Other sources have told this blogger that the crux of the problem is the pressure the management is under to turn around the newspaper into profitability. And yet they do not seem to have a clue or clear workable strategy of how they are going to do that. Recent headlines have been boring and lackluster at best in a highly competitive market where circulation of newspapers is shrinking anyway, as technology rapidly changes the way most Kenyans receive and digest their news. Clearly the management are nowhere near finding a viable niche for the newspaper.
The People Daily is going to be an interesting case study for those who market newspapers for years to come because it started out as a very popular high circulation profitable weekly launched by reforms hero Ken Matiba after the Daily Nation refused to run a controversial advertisement he had already paid for. It thrived at the height of the clamour for a return to multipartyism and reforms and must be credited for helping sustain pressure on the then dictatorial Moi regime. It's captain and guiding light right from the beginning was the late legendary George Mbugguss a man with limited formal education who started out as a tea boy in Taifa Leo and climbed through the ranks to Editor in Chief of the Nation group. Mbuguss
was quite a character (who ate and slept newspapers) and this blogger was fortunate enough to work
under him briefly in launching a new column for the Sunday Nation that
ended up being a runaway success and was one of Mbuguss' many ingenious ideas to sell more newspapers. The
man would go on leave but always end up wandering back into the newsroom
daily and his first question was always the same; "what is the splash?"
(referring to the main headline for the newspaper the next day.) Clearly he had no other life except newspapers.

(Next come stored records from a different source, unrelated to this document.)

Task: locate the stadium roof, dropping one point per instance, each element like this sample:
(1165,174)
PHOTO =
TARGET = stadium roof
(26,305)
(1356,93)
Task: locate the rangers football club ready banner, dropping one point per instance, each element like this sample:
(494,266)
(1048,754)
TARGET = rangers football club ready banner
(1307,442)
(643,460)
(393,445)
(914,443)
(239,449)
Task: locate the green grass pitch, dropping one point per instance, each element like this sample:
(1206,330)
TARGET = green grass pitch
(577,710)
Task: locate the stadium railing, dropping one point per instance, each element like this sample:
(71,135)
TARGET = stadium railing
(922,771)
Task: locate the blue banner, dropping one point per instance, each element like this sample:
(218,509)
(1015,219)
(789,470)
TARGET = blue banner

Mbuguss strength was smelling stories that could sell a newspaper and after retiring from the Nation did just that for The People with impeccable but mysterious contacts right inside State House that enabled him to reproduce secret conversations in the corridors of power verbatim producing stories that were always a must read.
Drunk with sensational success, a hurried decision was then made by The People management to turn the newspaper into a daily and that is where the troubles that persist to this day started. What in effect happened was that The People Weekly died and was replaced by a struggling directionless daily newspaper.